For years, the Tories have relied on slavish support in the press to sell their austerity politics. But in the age of social media, this strategy has diminishing returns.

British Prime Minister Theresa May on October 3, 2018 in Birmingham, England. Christopher Furlong / Getty Images

News that the leader of a political party wants supporters of another party to vote for her shocked the editors of the Observer so much that they put it on the front page this Sunday, describing it as “extraordinary.”

Prime Minister Theresa May’s article had little news value, merely repeating the attacks of her Conservative conference speech a few days earlier. Beyond bland appeals to “patriotic moderates,” there was nothing to appeal to Labour voters: no new policies, no analysis of why the system was failing, and no inspiring vision of the future she wants to create. Just a plea for Labour voters to “look again” at her party.

After eight years of a Conservative government, and two years of Theresa May as prime minister, this kind of hollow rhetoric is telling. It reflects an idea of politics as a parlor game played out in the media, rather than a means to enact policies to improve people’s lives. The Conservatives have considerable faith in this approach. For years, they have relied on slavish support in the press to sell their austerity politics.

Without this, they could never have built a narrative that blamed a crisis caused by out-of-control financial interests on the public sector and the people who rely on its services. It has been a lesson in how a disciplined message recycled through a favorable media can shape public opinion — even when it deviates substantially from both the popular interest and the economic reality.

But the Conservative and Liberal Democrat coalition government came at the end of an era. It was a period where parties could control the narrative relating to complex events to suit their political ends because the channels of communication with the public were limited and easier to manipulate. However, as established parties which were masters of these old networks of communication decline across the world, it is clear that something fundamental has changed.

The intervention from Theresa May in the Observer this weekend felt like analog political communications in the digital age we now inhabit. Politicians can no longer so easily win over public opinion by means of vague platitudes in servile newspapers. The cost for this kind of insincerity is mockery on social media — for both. And social media is increasingly influential, with 25 percent of all UK Facebook users seeing a Momentum video during the last general election campaign.
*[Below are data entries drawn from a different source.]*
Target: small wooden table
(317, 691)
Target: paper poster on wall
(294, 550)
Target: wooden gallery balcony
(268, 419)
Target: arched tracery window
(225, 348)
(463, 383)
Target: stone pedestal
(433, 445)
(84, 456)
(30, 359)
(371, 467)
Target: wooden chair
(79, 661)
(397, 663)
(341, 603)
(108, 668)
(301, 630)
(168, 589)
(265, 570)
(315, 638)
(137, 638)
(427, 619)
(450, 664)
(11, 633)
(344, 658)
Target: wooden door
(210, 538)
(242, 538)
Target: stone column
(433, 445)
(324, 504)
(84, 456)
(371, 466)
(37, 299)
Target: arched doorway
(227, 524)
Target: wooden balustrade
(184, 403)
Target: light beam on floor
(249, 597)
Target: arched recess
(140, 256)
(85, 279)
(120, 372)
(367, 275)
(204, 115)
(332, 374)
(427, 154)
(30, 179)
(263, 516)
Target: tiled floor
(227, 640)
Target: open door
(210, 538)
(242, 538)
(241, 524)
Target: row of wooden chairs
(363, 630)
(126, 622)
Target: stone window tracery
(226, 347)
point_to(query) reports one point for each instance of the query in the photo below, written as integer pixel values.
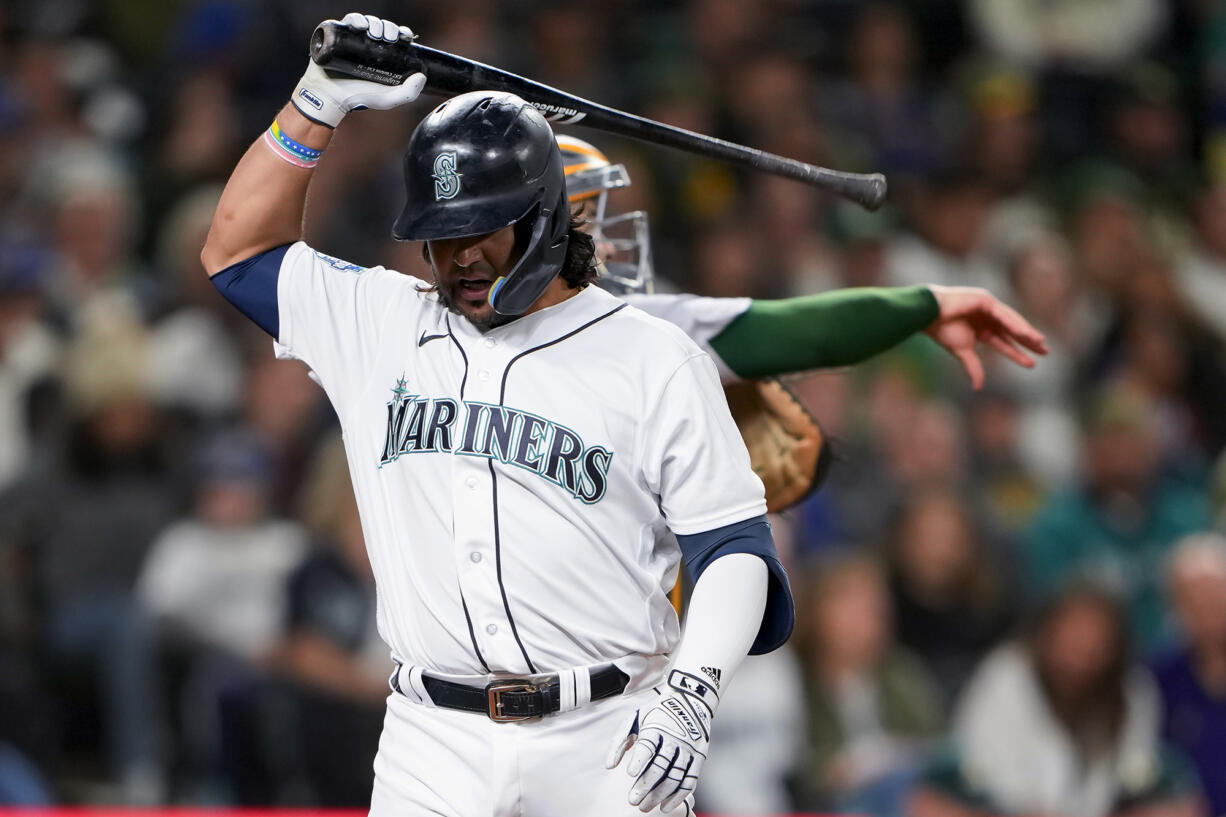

This has created a tension between new media and the more established outlets. For the latter a prime minister writing for a newspaper has news value regardless of the specific content of her article. This, I’m sure, is the justification the Observer would use for placing Theresa May on its front page. But in an age where ordinary people can challenge politicians online on a daily basis their front-page repetition of Conservative Party talking points will appear hollow.

The frustration with the Observer’s approach, and those like it, among new media types does not emanate from a prime minister being allowed to write for a newspaper, or even from a news story accompanying that. Instead, it’s a feeling that the way the established press determines what is and isn’t newsworthy lends itself to a deference to authority that runs contrary to the primary purpose of journalism, which is to speak truth to power.

Political parties should be coming up with coherent solutions to the many problems our country is facing, and only those that do will succeed in an era where social media places their messaging under increased scrutiny. The days when uncritical coverage in sycophantic newspapers might win elections are on the wane.